To Milly Ozk the world is an easy place to understand. Everything is on a scale of happiness from one to ten.
Drinking freshly made fruit juice on a hillside while watching a bright, orange sunrise is a ten. Finding a plant in her garden has died from frost is a one.
But how can a plant dying be on a happiness scale? To Milly, it is very simple. Everything alive will die one day and if it is this plant’s time to die then she can plant another one and enjoy watching it grow. She will be happy there is a new life and it will be happy to grow.
Does Milly ever feel sad? Oh yes, of course she does but she never forgets that even when she is sad, there are plenty of other things to find happiness in. If she breaks a favourite cup, she can go out to find another one that might become her new favourite. If she sees a war on TV she can find out how to help, maybe by knitting some gloves for refugees who are cold. It might be a small thing but lots of little things make big things. that’s how it works for Milly.
To Milly, happiness is everybody’s to find and it doesn’t need to be big happiness.
It began when Milly was seven years old. She was home in bed with a cold. Her arms and legs were aching and her nose was running and running and she couldn’t stop coughing because of the tickle in her throat. She was miserable. She cried and asked her mother when she would be better again. Her mother told her that nobody could say but she would get better and when she did she could go back to school and play with her friends.
Milly was still miserable as she suffered through her cold but she saw something in what her mother told her. She saw that instead of only thinking about how sick she felt, she could think about what games to play with her friends when she was feeling better. It made her smile just a little.
As she grew older Milly found that she could always cheer herself up when things were not going well by thinking how she would feel when the bad thing passed, as it always did.
When Milly was thirteen her mother grew ill, she lost all of her energy and had to visit the hospital a lot. She lost all of her hair and wore caps and beanies and even wigs. She would take Milly shopping when she could and they bought beanies together. Her mother started out buying plain beanies and when she grew tired of those she took Milly along to street markets and art fairs to find wild designs to wear. Even when Milly knew her mother was suffering she enjoyed shopping with her to seek out crazier and crazier beanies to brighten the days.
After her mother died Milly was sad for a long time. A week passed then two and three and four. In the second week she was passing her mother’s cupboard that had been closed for a month or more, since her mother went to the hospital for the last time, and looked inside. On shelves and on racks she saw dozens of multicoloured beanies. She picked one up and she cried. Her legs grew weak and she sat on the floor in the doorway as tears poured down her cheeks. Her heart was breaking and even the beautiful midday sun that streamed in the window could not brighten the pain she felt deep inside.
And then, into her mind came a picture, more like a home movie really, of her mother and herself at an art fair. The day was sunny. The few clouds that hung in the sky were white and fluffy. Her mother was laughing when she tried on beanies with chickens on them and smiling flowers and weird faces in wild colours.
When she opened her eyes and looked at the beanie in her hand, wet from her tears, Milly saw it was one they had bought at that very art fair, the one with the strange, misshapen chicken on it. Despite her tears and the pain in her heart, she smiled. And then she was laughing.

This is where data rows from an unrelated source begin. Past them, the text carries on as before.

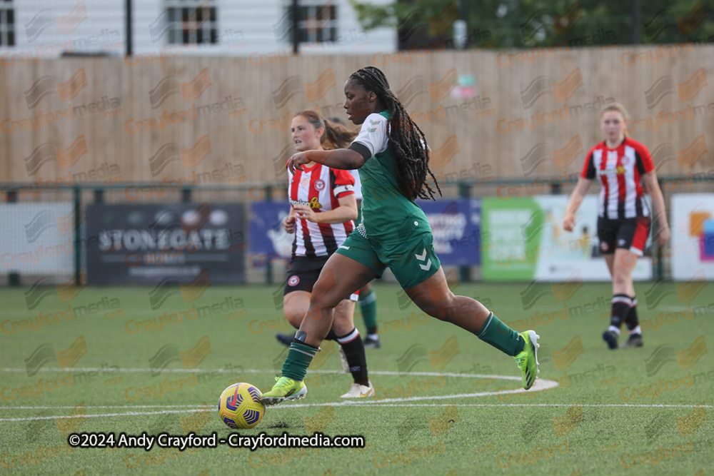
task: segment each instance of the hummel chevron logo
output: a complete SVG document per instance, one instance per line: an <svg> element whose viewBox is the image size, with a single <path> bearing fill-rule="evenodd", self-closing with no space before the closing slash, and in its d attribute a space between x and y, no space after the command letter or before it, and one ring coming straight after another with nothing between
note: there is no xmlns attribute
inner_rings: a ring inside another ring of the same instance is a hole
<svg viewBox="0 0 714 476"><path fill-rule="evenodd" d="M424 250L421 253L421 255L418 255L415 253L414 255L416 256L416 259L419 260L420 261L423 261L424 260L426 259L426 248L424 248ZM419 268L424 270L425 271L428 271L429 269L431 268L431 258L429 258L428 262L427 262L426 265L419 264Z"/></svg>

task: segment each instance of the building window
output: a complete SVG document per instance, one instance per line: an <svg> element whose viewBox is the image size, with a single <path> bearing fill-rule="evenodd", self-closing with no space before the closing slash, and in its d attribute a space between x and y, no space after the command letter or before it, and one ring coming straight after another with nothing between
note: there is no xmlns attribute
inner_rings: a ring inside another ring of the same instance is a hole
<svg viewBox="0 0 714 476"><path fill-rule="evenodd" d="M15 9L12 0L0 0L0 46L15 46Z"/></svg>
<svg viewBox="0 0 714 476"><path fill-rule="evenodd" d="M337 39L337 7L331 1L301 1L298 21L300 43L335 41Z"/></svg>
<svg viewBox="0 0 714 476"><path fill-rule="evenodd" d="M166 0L166 6L169 44L218 42L217 9L213 0Z"/></svg>

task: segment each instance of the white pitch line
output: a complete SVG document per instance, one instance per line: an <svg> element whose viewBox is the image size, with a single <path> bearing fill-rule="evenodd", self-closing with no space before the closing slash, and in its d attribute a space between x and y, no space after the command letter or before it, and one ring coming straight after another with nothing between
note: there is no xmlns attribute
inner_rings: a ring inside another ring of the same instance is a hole
<svg viewBox="0 0 714 476"><path fill-rule="evenodd" d="M126 412L125 413L105 413L104 415L61 415L56 417L31 417L29 418L0 418L0 422L26 422L35 420L56 420L59 418L99 418L101 417L133 417L142 415L164 415L168 413L186 413L188 410L165 410L161 412ZM193 412L213 410L196 408Z"/></svg>
<svg viewBox="0 0 714 476"><path fill-rule="evenodd" d="M356 406L364 406L369 407L370 405L364 405L365 402L353 403L353 405ZM380 407L443 407L446 406L448 404L438 404L438 403L406 403L406 404L386 404L386 405L372 405L373 408ZM306 407L323 407L325 405L331 406L344 406L341 403L303 403L303 404L295 404L284 406L276 407L276 408L304 408ZM580 407L625 407L625 408L694 408L694 407L703 407L703 408L714 408L714 405L625 405L625 404L579 404L579 403L461 403L459 404L460 407L572 407L573 405L579 405ZM206 410L205 408L193 407L195 410L191 410L192 412L212 412L212 410ZM273 408L271 408L272 410ZM126 416L138 416L138 415L167 415L171 413L185 413L188 410L165 410L161 412L126 412L124 413L106 413L104 415L58 415L56 417L30 417L27 418L0 418L0 422L22 422L22 421L34 421L38 420L56 420L58 418L98 418L101 417L126 417Z"/></svg>
<svg viewBox="0 0 714 476"><path fill-rule="evenodd" d="M159 369L155 369L159 370ZM93 367L84 367L84 368L68 368L66 369L54 369L54 368L41 368L38 370L38 372L102 372L104 373L110 373L112 372L116 372L119 373L148 373L153 372L151 368L93 368ZM7 373L24 373L27 372L26 368L0 368L0 372L7 372ZM254 368L246 368L246 369L199 369L199 368L165 368L161 370L161 373L164 372L176 372L179 373L201 373L201 372L216 372L217 373L275 373L275 370L261 370ZM407 377L408 375L423 375L426 377L462 377L463 378L496 378L501 380L521 380L521 377L516 377L512 375L487 375L483 374L476 374L476 373L457 373L453 372L393 372L389 370L370 370L370 373L374 374L376 375L396 375L398 377ZM308 373L316 374L316 373L346 373L344 370L308 370Z"/></svg>

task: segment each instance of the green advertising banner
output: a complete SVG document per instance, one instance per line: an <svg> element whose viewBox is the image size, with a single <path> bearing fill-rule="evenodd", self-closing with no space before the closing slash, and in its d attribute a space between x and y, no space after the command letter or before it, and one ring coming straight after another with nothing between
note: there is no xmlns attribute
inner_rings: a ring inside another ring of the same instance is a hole
<svg viewBox="0 0 714 476"><path fill-rule="evenodd" d="M530 281L534 278L536 260L533 256L543 229L543 214L537 213L540 211L533 198L487 197L482 200L484 280Z"/></svg>
<svg viewBox="0 0 714 476"><path fill-rule="evenodd" d="M598 198L585 197L572 233L563 229L565 195L488 198L481 203L483 279L552 282L607 281L610 272L598 240ZM648 205L651 209L651 206ZM652 278L649 240L633 270L637 280Z"/></svg>

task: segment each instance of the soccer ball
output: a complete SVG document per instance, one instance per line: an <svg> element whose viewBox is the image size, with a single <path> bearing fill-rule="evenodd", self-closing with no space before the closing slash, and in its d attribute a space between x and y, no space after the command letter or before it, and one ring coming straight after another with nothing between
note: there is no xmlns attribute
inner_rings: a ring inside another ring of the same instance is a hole
<svg viewBox="0 0 714 476"><path fill-rule="evenodd" d="M266 407L263 394L249 383L234 383L221 394L218 416L231 428L252 428L263 419Z"/></svg>

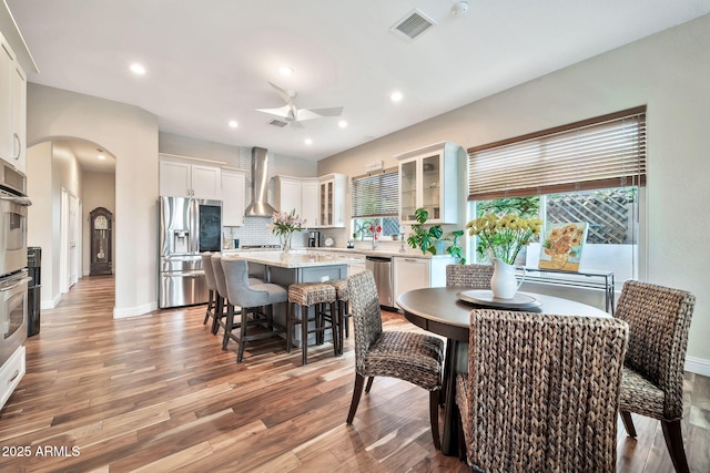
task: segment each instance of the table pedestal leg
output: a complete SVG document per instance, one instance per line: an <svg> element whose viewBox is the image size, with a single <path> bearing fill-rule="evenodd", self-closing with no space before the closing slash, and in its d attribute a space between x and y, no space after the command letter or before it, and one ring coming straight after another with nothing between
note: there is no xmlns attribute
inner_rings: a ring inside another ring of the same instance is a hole
<svg viewBox="0 0 710 473"><path fill-rule="evenodd" d="M450 347L450 348L449 348ZM458 409L456 409L456 357L458 341L448 339L446 341L446 360L448 366L444 389L446 405L444 407L444 433L442 435L442 453L448 456L458 456Z"/></svg>

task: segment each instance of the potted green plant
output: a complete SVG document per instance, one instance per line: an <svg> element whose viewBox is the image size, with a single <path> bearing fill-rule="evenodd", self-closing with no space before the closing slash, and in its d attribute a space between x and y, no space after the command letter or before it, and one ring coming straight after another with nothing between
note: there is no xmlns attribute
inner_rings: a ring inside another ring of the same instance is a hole
<svg viewBox="0 0 710 473"><path fill-rule="evenodd" d="M439 243L448 241L449 245L446 247L446 253L454 258L458 258L459 264L466 264L466 258L464 258L462 247L458 244L458 238L464 235L464 230L444 234L440 225L425 226L426 220L429 218L429 213L424 207L417 208L414 214L417 223L412 225L414 233L407 238L407 244L412 248L418 248L423 254L430 253L436 255Z"/></svg>

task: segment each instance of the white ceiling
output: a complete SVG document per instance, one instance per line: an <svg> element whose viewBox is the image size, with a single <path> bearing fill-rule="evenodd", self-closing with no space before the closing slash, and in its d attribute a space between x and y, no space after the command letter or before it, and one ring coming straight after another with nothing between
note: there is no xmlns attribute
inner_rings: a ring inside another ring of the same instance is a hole
<svg viewBox="0 0 710 473"><path fill-rule="evenodd" d="M138 105L164 132L307 160L710 12L710 0L468 0L458 17L453 0L7 3L40 71L30 82ZM415 7L436 25L415 40L393 33ZM295 73L280 75L284 64ZM300 107L344 106L348 126L270 125L255 109L284 103L267 81L297 91Z"/></svg>

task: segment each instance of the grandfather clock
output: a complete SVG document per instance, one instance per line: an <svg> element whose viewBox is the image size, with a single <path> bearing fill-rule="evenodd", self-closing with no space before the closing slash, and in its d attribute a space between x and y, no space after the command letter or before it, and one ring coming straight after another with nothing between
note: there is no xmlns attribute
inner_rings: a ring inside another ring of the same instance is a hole
<svg viewBox="0 0 710 473"><path fill-rule="evenodd" d="M91 276L110 275L111 271L111 222L113 215L103 207L89 214L91 220Z"/></svg>

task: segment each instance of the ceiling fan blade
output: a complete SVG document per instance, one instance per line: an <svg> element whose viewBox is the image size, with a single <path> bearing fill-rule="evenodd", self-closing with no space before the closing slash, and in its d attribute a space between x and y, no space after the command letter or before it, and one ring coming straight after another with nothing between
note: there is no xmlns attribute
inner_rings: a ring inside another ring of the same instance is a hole
<svg viewBox="0 0 710 473"><path fill-rule="evenodd" d="M327 109L301 109L296 112L298 121L321 119L323 116L339 116L343 113L342 106L331 106Z"/></svg>
<svg viewBox="0 0 710 473"><path fill-rule="evenodd" d="M268 82L268 81L267 81ZM292 96L292 94L290 94L287 91L281 89L278 85L274 84L273 82L268 82L268 85L271 85L272 88L274 88L274 90L278 93L278 95L284 100L284 102L286 102L288 105L294 106L293 104L293 100L295 97L295 94Z"/></svg>
<svg viewBox="0 0 710 473"><path fill-rule="evenodd" d="M282 119L293 120L293 107L291 105L280 106L278 109L256 109L257 112L268 113L270 115L281 116Z"/></svg>

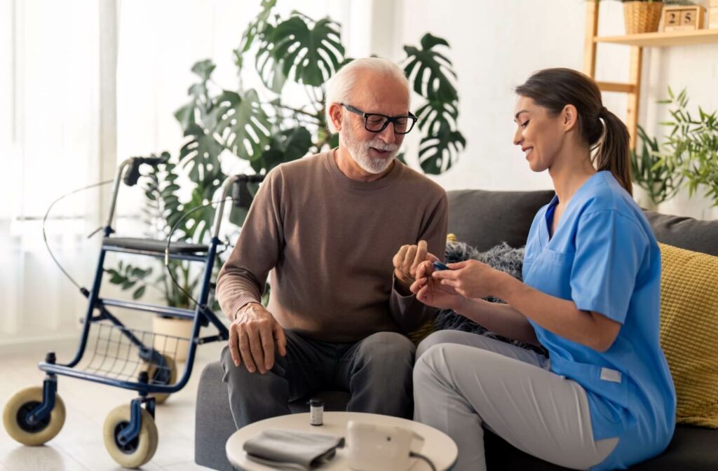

She was crying and laughing all at once.
Her father rushed into the room to ask if Milly was alright. “Oh yes” she said “I just remembered when Mum bought this. It was a perfect day.”
“I miss her a lot, mouse.” her father said, tears in his eyes now.
“Me too, dad” Milly said “but she wouldn’t want us to be so sad. Mum always smiled.”
“I know Milly.”
“And I can wear all of these!” Milly said, waving her hand at the beanies in the cupboard.
“A different one every day.” her father said
“Every day, yes. And then I can get more when I run out. Can I Dad?”
“Of course you can. We’ll go together if you like.”
“That would be great!”
She looked at the beanie in her hands.
“A different one every day.”
~ ^-^ ~
It’s probably bad form to say it but I love this little story. It’s another one that just flowed from my mind right onto the page. Perhaps it’s a little sentimental but what’s wrong with that I say. During the conversation, Milly with her father, I actually had tears in my eyes.
And it’s another complete story too. It could be expanded of course. For now though, it stands as it is, a flurry of unedited writing, straight from me to you. I do hope you enjoy it.